Jacob stopped. What had it been? He remembered thinking about Anna, but the thought held no pain behind it, no instinctive need to flinch away. And then there had been...flowers? He looked down at his arms. They were painted with flowers, red and white, with one or two that were the same hazel-green as Anna's eyes. She would have laughed to see him like this, and that thought made him smile. Then frown. Because hadn't there been more? He remembered fear. But not what he'd been frightened of. He stood, rubbing at his chest. It hurt, just a little, but he couldn't have said why as he eased around the standing lights to go look at the canvas.

In the painting, Jacob sat on a work bench, the shadowed chaos of a lumber mill in full swing behind him. Shapes moved, clearly busy with important things. But Jacob just sat, looking down at his open hands. From his hands, and around his feet, flowers were growing, blooming, bringing a gentle light and rest to the industrial coldness of the scene. His face was haggard with sorrow, with bitterness, and with hope. With character, Jacob thought, and for the first time, he understood what was meant by that. "What are you gonna do with it?" he asked, voice hushed, fear transmuted into a quiet awe that this had been made, and he'd been a part of it.

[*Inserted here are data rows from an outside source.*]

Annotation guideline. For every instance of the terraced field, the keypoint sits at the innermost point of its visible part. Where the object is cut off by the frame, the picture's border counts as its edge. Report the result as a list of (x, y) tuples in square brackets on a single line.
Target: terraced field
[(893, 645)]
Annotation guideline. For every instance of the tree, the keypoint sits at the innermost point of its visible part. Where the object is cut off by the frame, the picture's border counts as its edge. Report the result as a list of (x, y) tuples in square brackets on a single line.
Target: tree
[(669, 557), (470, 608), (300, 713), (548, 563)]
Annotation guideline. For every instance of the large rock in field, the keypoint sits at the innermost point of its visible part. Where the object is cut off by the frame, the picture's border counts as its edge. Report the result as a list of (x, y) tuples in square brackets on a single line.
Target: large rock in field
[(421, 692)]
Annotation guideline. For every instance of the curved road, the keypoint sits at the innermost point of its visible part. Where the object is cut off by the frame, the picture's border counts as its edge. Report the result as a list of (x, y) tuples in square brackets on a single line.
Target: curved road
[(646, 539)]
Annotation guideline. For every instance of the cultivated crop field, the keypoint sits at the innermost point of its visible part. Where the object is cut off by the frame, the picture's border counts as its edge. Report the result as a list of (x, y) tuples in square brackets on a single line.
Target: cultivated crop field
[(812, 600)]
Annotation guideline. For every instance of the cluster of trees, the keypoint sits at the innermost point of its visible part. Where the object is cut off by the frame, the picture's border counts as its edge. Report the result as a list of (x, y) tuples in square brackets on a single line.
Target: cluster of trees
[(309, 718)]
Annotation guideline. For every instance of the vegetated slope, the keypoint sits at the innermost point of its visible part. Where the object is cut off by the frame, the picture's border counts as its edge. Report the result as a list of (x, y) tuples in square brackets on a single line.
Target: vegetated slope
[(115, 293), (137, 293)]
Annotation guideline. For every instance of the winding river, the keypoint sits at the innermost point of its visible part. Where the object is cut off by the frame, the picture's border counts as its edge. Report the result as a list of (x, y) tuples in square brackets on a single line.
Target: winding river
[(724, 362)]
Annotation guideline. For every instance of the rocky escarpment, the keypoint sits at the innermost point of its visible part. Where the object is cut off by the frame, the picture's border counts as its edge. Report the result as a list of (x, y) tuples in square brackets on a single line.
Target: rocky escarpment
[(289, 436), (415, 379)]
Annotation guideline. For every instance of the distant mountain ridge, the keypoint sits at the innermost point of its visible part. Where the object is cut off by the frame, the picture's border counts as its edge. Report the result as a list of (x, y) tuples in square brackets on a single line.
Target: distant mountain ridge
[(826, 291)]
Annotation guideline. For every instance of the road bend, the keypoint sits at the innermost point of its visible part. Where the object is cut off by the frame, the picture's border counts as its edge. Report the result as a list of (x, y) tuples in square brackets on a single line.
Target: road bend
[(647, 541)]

The artist smiled. "Share it, of course. Renewal is very important. Very special. Thank you for giving it to me."

"Did I?" Some of the hoarseness returned to his tone. "Did I give it? Or did you just take it?"

"If you didn't want to give, you would never have made it this far." She reached into her apron (she only has two hands, he thought, and then wondered why he was surprised at that) and pulled out a few folded bills, offering it over. He counted. Five hundred dollars.

"Jesus," he drew the word out. "Do all models make this much, ma'am?"

"Only the best," she chirped. "Was there anything else you needed, Jacob?"

He stared at the painting, and the money was almost (but not quite) forgotten. Slowly, he shook his head. "No, ma'am."

He licked his lips, and continued, "This is more than enough."